Ainsi jadis on vit le bon Phinée,
Prince de Thrace, et le pieux Énée[1],
Tout effarés et de frayeur pantois,
Quand à leur nez les gloutonnes harpies,
Juste à midi de leurs antres sorties,
Vinrent manger le dîner de ces rois.
Agnès timide, et Dorothée en larmes,
Ne savent plus comment couvrir leurs charmes ;
Le bon Bonneau, fidèle trésorier,
Les faisait rire à force de crier.
" Ah ! disait-il, jamais pareille perte
Dans nos combats ne fut par nous soufferte.
Ah ! j’en mourrai ; les fripons m’ont tout pris.
Le roi mon maître est trop bon, quand j’y pense ;
Voilà le prix de son trop d’indulgence,.
Et ce qu’on gagne avec les beaux esprits. "

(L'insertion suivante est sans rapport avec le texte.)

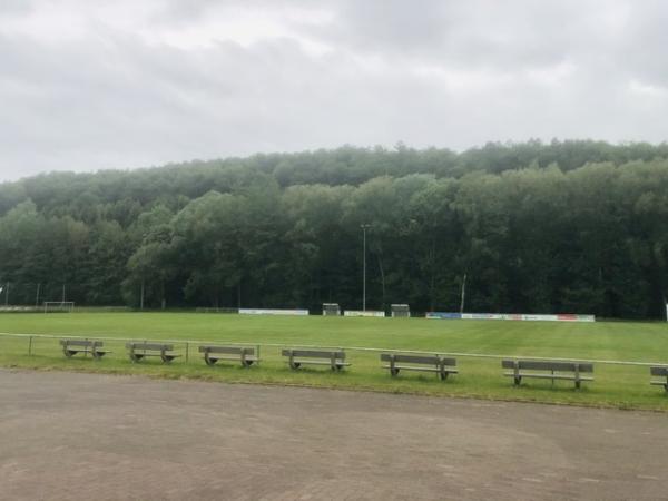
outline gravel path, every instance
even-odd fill
[[[0,499],[667,500],[668,415],[0,370]]]

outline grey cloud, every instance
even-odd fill
[[[607,2],[626,12],[610,20],[599,2],[173,1],[147,22],[178,31],[248,4],[287,35],[179,47],[114,19],[84,40],[0,24],[0,180],[344,143],[668,136],[659,2]]]

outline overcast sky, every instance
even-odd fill
[[[668,138],[668,2],[0,0],[0,180]]]

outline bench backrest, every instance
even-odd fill
[[[654,367],[649,367],[649,373],[651,375],[667,376],[668,377],[668,365],[657,365]]]
[[[345,360],[345,352],[341,350],[283,350],[283,356],[302,356],[307,358]]]
[[[562,362],[551,360],[503,360],[501,366],[503,369],[525,369],[529,371],[561,371],[561,372],[593,372],[593,364],[589,362]]]
[[[229,355],[255,355],[255,348],[249,346],[199,346],[199,353],[226,353]]]
[[[147,350],[147,351],[157,351],[157,352],[170,352],[174,350],[174,345],[171,344],[158,344],[158,343],[128,343],[126,344],[128,350]]]
[[[60,340],[60,344],[62,346],[102,346],[101,341],[90,341],[90,340]]]
[[[404,362],[409,364],[426,364],[426,365],[456,365],[456,358],[445,358],[439,355],[403,355],[393,353],[382,353],[381,362],[390,362],[394,357],[394,362]]]

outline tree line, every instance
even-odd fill
[[[651,318],[668,147],[343,147],[0,185],[12,304],[367,307]],[[10,285],[11,287],[11,285]],[[0,296],[0,301],[1,301]]]

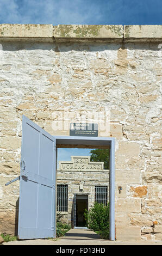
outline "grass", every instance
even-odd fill
[[[97,234],[100,236],[101,239],[109,240],[109,230],[99,230],[95,231],[95,233]]]
[[[9,235],[4,235],[1,234],[1,236],[4,239],[4,242],[11,242],[12,241],[17,240],[17,237],[16,236],[10,236]]]

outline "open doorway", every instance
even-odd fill
[[[64,223],[88,228],[85,210],[109,204],[109,165],[108,148],[57,148],[57,210]]]
[[[84,214],[85,210],[88,210],[88,195],[76,195],[76,211],[74,218],[76,219],[76,227],[86,227]]]
[[[22,134],[19,239],[56,237],[57,149],[74,148],[110,149],[109,238],[115,240],[114,138],[53,136],[24,115],[22,118]],[[97,164],[96,169],[97,168]],[[82,190],[83,185],[84,187],[84,184],[78,184],[80,190]],[[68,190],[66,194],[68,192]],[[63,191],[61,192],[63,196],[65,195]],[[72,204],[73,199],[67,198]],[[67,200],[65,200],[65,202]]]

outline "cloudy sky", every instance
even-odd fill
[[[161,25],[161,0],[0,0],[0,23]]]

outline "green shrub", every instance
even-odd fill
[[[109,230],[109,205],[95,203],[89,211],[85,209],[84,214],[88,227],[94,231]]]
[[[4,234],[1,234],[1,236],[5,242],[11,242],[12,241],[17,240],[17,237],[16,236],[13,236],[9,235],[4,235]]]
[[[99,230],[97,233],[102,239],[109,239],[109,229],[105,230]]]

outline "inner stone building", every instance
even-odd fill
[[[0,233],[17,234],[20,181],[5,184],[24,115],[52,136],[83,119],[114,138],[115,239],[161,240],[161,25],[0,25]]]
[[[90,161],[90,156],[71,158],[71,161],[59,161],[57,169],[57,210],[65,223],[83,227],[85,209],[95,202],[107,205],[109,170],[104,169],[103,162]]]

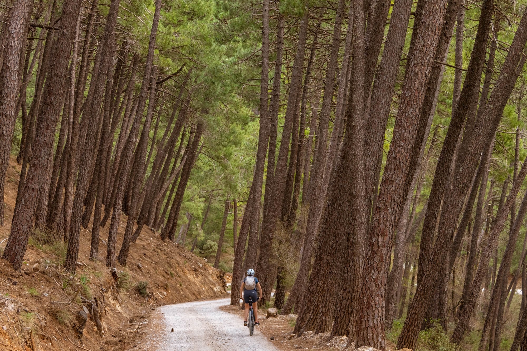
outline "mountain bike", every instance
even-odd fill
[[[255,331],[255,311],[252,309],[252,298],[249,298],[249,318],[247,326],[249,327],[249,336],[252,336]]]

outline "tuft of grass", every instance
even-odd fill
[[[130,275],[128,272],[121,271],[118,274],[116,286],[120,290],[126,291],[130,288],[132,286],[132,282],[130,281]]]
[[[73,318],[70,311],[67,309],[59,309],[55,311],[53,314],[59,323],[68,328],[71,327]]]
[[[296,318],[292,319],[289,321],[289,327],[291,328],[294,328],[295,326],[296,325]]]
[[[82,292],[84,293],[84,296],[87,299],[91,299],[92,298],[92,289],[90,288],[90,286],[88,285],[88,283],[90,282],[90,278],[85,274],[83,274],[81,275],[79,280],[81,282],[81,285],[82,286]]]
[[[71,287],[70,286],[70,279],[64,278],[62,279],[62,290],[65,291]]]
[[[27,292],[32,296],[38,296],[40,295],[38,290],[35,288],[28,288],[27,289]]]
[[[93,274],[95,277],[95,278],[97,278],[99,279],[101,279],[101,278],[102,278],[102,273],[101,273],[101,272],[97,272],[96,270],[92,270],[92,274]]]
[[[139,293],[139,295],[143,297],[146,297],[148,295],[148,282],[145,280],[141,280],[137,282],[135,284],[135,290]]]
[[[52,264],[64,265],[67,247],[66,243],[62,241],[62,238],[57,237],[56,233],[48,230],[34,229],[28,243],[44,253],[53,257],[55,260],[51,262]]]
[[[24,325],[33,329],[36,323],[36,318],[35,318],[35,314],[32,312],[22,312],[20,317],[22,319],[22,323]]]

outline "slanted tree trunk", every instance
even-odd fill
[[[236,198],[232,200],[234,208],[234,219],[232,221],[232,247],[236,250],[238,243],[238,201]]]
[[[238,238],[238,245],[235,248],[234,262],[232,264],[232,280],[231,285],[231,291],[238,291],[240,290],[241,281],[245,276],[242,271],[243,262],[243,254],[245,252],[245,246],[247,242],[247,235],[249,233],[249,219],[250,217],[250,211],[252,209],[251,202],[253,201],[249,192],[249,199],[245,207],[245,212],[241,220],[241,226],[240,228],[240,236]],[[233,306],[240,306],[240,297],[236,294],[231,294],[230,304]]]

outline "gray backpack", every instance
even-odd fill
[[[252,276],[247,276],[245,278],[245,289],[254,290],[256,289],[256,278]]]

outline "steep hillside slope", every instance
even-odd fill
[[[9,236],[18,186],[19,167],[14,161],[5,184],[2,250]],[[119,243],[126,221],[123,216]],[[141,327],[156,306],[226,294],[222,271],[185,248],[163,242],[149,229],[132,245],[128,266],[116,267],[112,277],[104,259],[109,226],[101,231],[97,261],[89,259],[91,233],[82,229],[74,276],[62,267],[64,243],[46,243],[42,234],[30,239],[21,272],[0,260],[0,349],[128,350],[140,337]],[[81,336],[77,321],[83,315],[87,320]]]

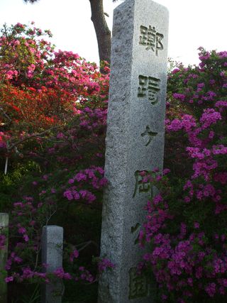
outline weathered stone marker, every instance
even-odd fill
[[[42,262],[48,265],[46,272],[52,272],[62,268],[63,228],[55,225],[43,227]],[[42,289],[42,303],[61,303],[62,282],[57,280]]]
[[[5,266],[8,257],[9,214],[0,213],[0,302],[7,302],[7,272]]]
[[[151,0],[126,0],[114,10],[101,255],[116,268],[102,275],[99,303],[152,302],[136,271],[152,190],[140,173],[162,168],[167,27],[167,10]]]

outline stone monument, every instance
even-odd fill
[[[168,11],[152,0],[126,0],[114,10],[107,119],[99,303],[150,303],[153,292],[137,264],[144,206],[152,187],[141,175],[162,168]]]
[[[45,226],[42,232],[42,263],[46,264],[45,272],[53,272],[62,268],[63,228],[55,225]],[[58,279],[53,283],[43,285],[42,303],[62,303],[64,286]]]

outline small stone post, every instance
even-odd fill
[[[0,213],[0,302],[7,302],[7,284],[5,270],[8,257],[9,214]],[[2,241],[2,243],[1,243]],[[2,246],[1,245],[2,244]]]
[[[145,253],[138,235],[153,194],[142,175],[162,170],[168,11],[152,0],[126,0],[112,33],[101,256],[115,268],[102,274],[99,303],[153,303],[155,289],[137,275]]]
[[[46,272],[62,268],[63,228],[55,225],[43,227],[42,263],[47,264]],[[64,290],[60,280],[45,284],[41,293],[42,303],[61,303]]]

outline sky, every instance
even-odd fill
[[[155,0],[170,12],[169,57],[185,65],[198,64],[198,48],[227,50],[227,0]],[[113,4],[104,0],[106,21],[112,28]],[[17,22],[50,29],[57,49],[72,50],[87,60],[99,62],[96,35],[89,0],[0,0],[0,26]]]

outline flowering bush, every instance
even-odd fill
[[[224,302],[227,291],[227,53],[169,75],[165,166],[150,181],[140,245],[160,302]],[[168,176],[168,177],[167,177]]]
[[[103,75],[77,54],[56,51],[44,39],[50,31],[33,24],[4,26],[1,33],[0,211],[10,212],[6,282],[10,290],[56,278],[93,282],[111,263],[89,265],[99,255],[99,232],[79,228],[87,221],[101,225],[109,69],[104,65]],[[50,275],[40,260],[42,227],[50,224],[64,227],[65,240],[64,269]],[[1,235],[0,249],[5,241]]]

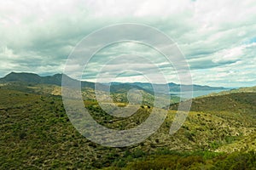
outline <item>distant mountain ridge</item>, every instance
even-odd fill
[[[53,76],[40,76],[34,73],[27,73],[27,72],[11,72],[6,75],[4,77],[0,78],[0,83],[5,83],[9,82],[25,82],[28,83],[44,83],[44,84],[54,84],[57,86],[61,86],[61,80],[62,80],[63,74],[55,74]],[[68,77],[71,80],[71,77]],[[75,80],[73,80],[75,81]],[[105,86],[104,84],[102,84]],[[168,84],[169,89],[171,92],[179,92],[181,88],[181,85],[176,84],[173,82],[169,82]],[[88,87],[94,88],[95,83],[86,81],[81,82],[82,88]],[[158,91],[161,91],[162,93],[168,93],[165,92],[166,84],[154,84],[154,87],[157,88]],[[189,91],[191,89],[190,85],[182,85],[183,91]],[[107,87],[107,86],[106,86]],[[210,87],[210,86],[201,86],[201,85],[192,85],[194,91],[198,90],[219,90],[219,89],[226,89],[223,87]],[[112,92],[125,92],[127,89],[131,88],[138,88],[141,90],[145,90],[148,93],[154,93],[154,88],[151,83],[149,82],[111,82],[111,91]]]

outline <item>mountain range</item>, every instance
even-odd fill
[[[55,74],[53,76],[40,76],[34,73],[27,72],[11,72],[6,75],[4,77],[0,78],[0,83],[6,83],[10,82],[23,82],[27,83],[35,83],[35,84],[53,84],[57,86],[61,86],[63,74]],[[70,77],[69,77],[70,78]],[[70,78],[72,80],[72,78]],[[107,84],[102,83],[102,86],[106,86]],[[111,92],[126,92],[131,88],[137,88],[140,90],[144,90],[148,93],[154,93],[154,88],[156,88],[158,92],[168,93],[166,92],[166,84],[151,84],[149,82],[111,82]],[[180,85],[173,82],[169,82],[167,84],[169,87],[170,92],[179,92],[181,86],[183,87],[183,91],[190,90],[190,85]],[[90,82],[87,81],[81,82],[82,88],[95,88],[95,82]],[[107,88],[107,86],[106,86]],[[223,90],[226,89],[223,87],[210,87],[210,86],[201,86],[201,85],[192,85],[194,91],[200,90]]]

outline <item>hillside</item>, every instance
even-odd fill
[[[44,92],[58,86],[20,86],[20,90],[18,84],[15,89],[0,87],[0,169],[256,166],[255,152],[248,152],[256,150],[253,93],[195,99],[186,122],[174,135],[170,136],[169,128],[176,111],[170,110],[161,128],[144,142],[108,148],[80,135],[70,123],[61,96]],[[31,88],[36,90],[26,92]],[[100,124],[113,129],[137,127],[152,109],[142,107],[128,118],[118,118],[104,112],[95,100],[85,99],[84,104]]]

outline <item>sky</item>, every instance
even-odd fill
[[[255,0],[0,1],[0,76],[11,71],[63,72],[83,38],[122,23],[152,26],[172,38],[184,55],[195,84],[256,85]],[[95,82],[106,62],[104,75],[117,76],[115,82],[146,82],[143,71],[154,76],[154,63],[167,82],[179,82],[173,65],[161,54],[135,42],[99,50],[84,67],[83,79]],[[71,74],[78,75],[77,70]]]

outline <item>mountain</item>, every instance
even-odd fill
[[[122,83],[121,82],[112,82],[111,84],[118,85],[118,84],[122,84]],[[125,84],[141,87],[144,89],[148,89],[149,91],[154,92],[153,84],[151,84],[149,82],[125,82]],[[173,82],[169,82],[167,84],[167,86],[169,87],[170,92],[179,92],[181,90],[181,86],[183,88],[183,91],[190,91],[191,90],[190,85],[180,85],[180,84],[176,84]],[[154,84],[154,87],[155,88],[157,88],[159,91],[164,92],[164,91],[166,91],[166,84]],[[196,84],[193,84],[192,88],[194,91],[227,89],[223,87],[210,87],[210,86],[201,86],[201,85],[196,85]],[[165,92],[165,93],[168,93],[168,92]]]
[[[256,94],[248,88],[247,92],[193,99],[185,122],[173,135],[169,130],[177,111],[168,110],[162,126],[141,144],[110,148],[95,144],[78,132],[66,114],[61,96],[28,93],[23,90],[22,83],[15,84],[21,91],[8,88],[12,83],[0,86],[0,169],[256,167]],[[47,84],[38,86],[38,90],[41,87],[61,88]],[[152,108],[141,106],[129,117],[115,117],[106,113],[96,100],[84,100],[84,104],[98,123],[116,130],[136,128],[152,114]],[[166,110],[157,109],[158,113],[162,111]]]
[[[40,76],[37,74],[33,73],[16,73],[11,72],[5,76],[3,78],[0,78],[0,83],[9,82],[23,82],[28,83],[44,83],[44,84],[54,84],[57,86],[61,85],[62,74],[55,74],[53,76]],[[72,78],[68,77],[68,79],[72,80]],[[73,80],[75,81],[75,80]],[[108,87],[104,87],[103,83],[100,84],[102,89],[108,89]],[[108,84],[109,85],[109,84]],[[166,91],[166,84],[151,84],[149,82],[111,82],[111,92],[113,93],[124,93],[127,92],[131,88],[137,88],[140,90],[144,90],[148,93],[153,94],[154,92],[153,86],[156,88],[158,93],[167,94]],[[179,92],[181,85],[176,84],[173,82],[170,82],[167,84],[171,92]],[[87,88],[95,88],[94,82],[90,82],[86,81],[81,82],[81,87]],[[182,85],[183,91],[190,90],[189,85]],[[192,85],[194,91],[198,90],[218,90],[218,89],[225,89],[222,87],[209,87],[209,86],[201,86],[201,85]]]

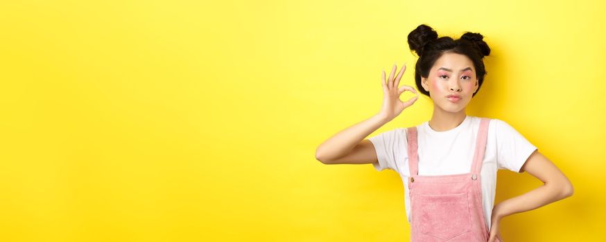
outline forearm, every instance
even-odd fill
[[[546,183],[522,195],[503,201],[494,206],[498,218],[533,210],[572,195],[572,188],[565,183]]]
[[[354,124],[329,138],[315,150],[315,157],[332,160],[349,153],[357,144],[390,120],[375,114],[368,119]]]

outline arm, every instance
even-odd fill
[[[407,85],[402,85],[398,89],[406,65],[402,66],[397,76],[394,78],[397,67],[394,65],[387,82],[385,71],[383,72],[381,86],[383,99],[381,111],[370,118],[337,133],[320,144],[315,149],[316,160],[324,164],[366,164],[377,161],[372,143],[363,139],[399,115],[404,109],[412,105],[418,97],[417,95],[417,97],[406,102],[400,100],[400,95],[406,90],[415,93],[417,91]]]
[[[572,196],[570,180],[539,150],[535,150],[520,169],[541,180],[544,185],[494,206],[493,221],[519,212],[533,210]]]
[[[389,122],[380,113],[343,130],[324,141],[315,150],[315,159],[324,164],[365,164],[376,161],[369,141],[361,142]]]

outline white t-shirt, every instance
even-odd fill
[[[419,175],[436,176],[471,171],[480,118],[467,115],[457,127],[436,131],[426,121],[417,126]],[[397,128],[369,138],[374,146],[378,162],[372,163],[377,171],[386,169],[397,172],[404,185],[404,205],[410,222],[410,198],[406,176],[410,176],[407,153],[406,128]],[[488,125],[481,176],[482,205],[487,227],[494,204],[498,169],[519,172],[526,159],[537,147],[508,123],[493,118]]]

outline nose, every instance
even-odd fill
[[[459,86],[458,82],[455,82],[454,84],[450,86],[450,91],[460,92],[461,91],[461,86]]]

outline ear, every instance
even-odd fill
[[[429,91],[429,84],[427,84],[427,78],[421,77],[421,86],[423,86],[423,89],[425,89],[426,91]]]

La douce Agnès, Agnès compatissante,
Toujours accorte et toujours bien disante,
Lui répliqua : " Mon cher et gros Bonneau,
Pour Dieu, gardez qu’une telle aventure
Ne vous inspire un dégoût tout nouveau
Pour les auteurs et la littérature.
Car j’ai connu de très-bons écrivains,
Ayant le cœur aussi pur que les mains,
Sans le voler aimant le roi leur maître,
Faisant du bien sans chercher à paraître,
Parlant en prose, en vers mélodieux,
De la vertu, mais la pratiquant mieux ;

  1. Les harpies Céléno, Ocypète, et Aello, filles de Neptune et de la Terre, venaient manger tous les mets qu'on servait sur la table du roi de Thrace Phinée, et infectaient toute la maison. Zétès et Calais, fils de Borée, chassèrent ces harpies jusque vers les îles Strophades, près de la Grèce. Elles traitèrent Énée comme Phinée; mais Virgile eu fait des prophétesses : voilà de plaisantes créatures pour être inspirées de Dieu !
    Virginei volucrum vultus, Iredissima ventris
    Proluvies, uncæque manus, et pallida semper
    Ora famé.

    Elles se plaignent à Énée de ce qu'il veut leur faire la guerre pour quelques morceaux de bœuf, et lui prédisent que pour sa peine il sera contraint un jour de manger ses assiettes en Italie. Les amateurs des anciens disent que cette fiction est fort belle. (Note de Voltaire, 1764.) — Voyez Æneid., III, 316-318.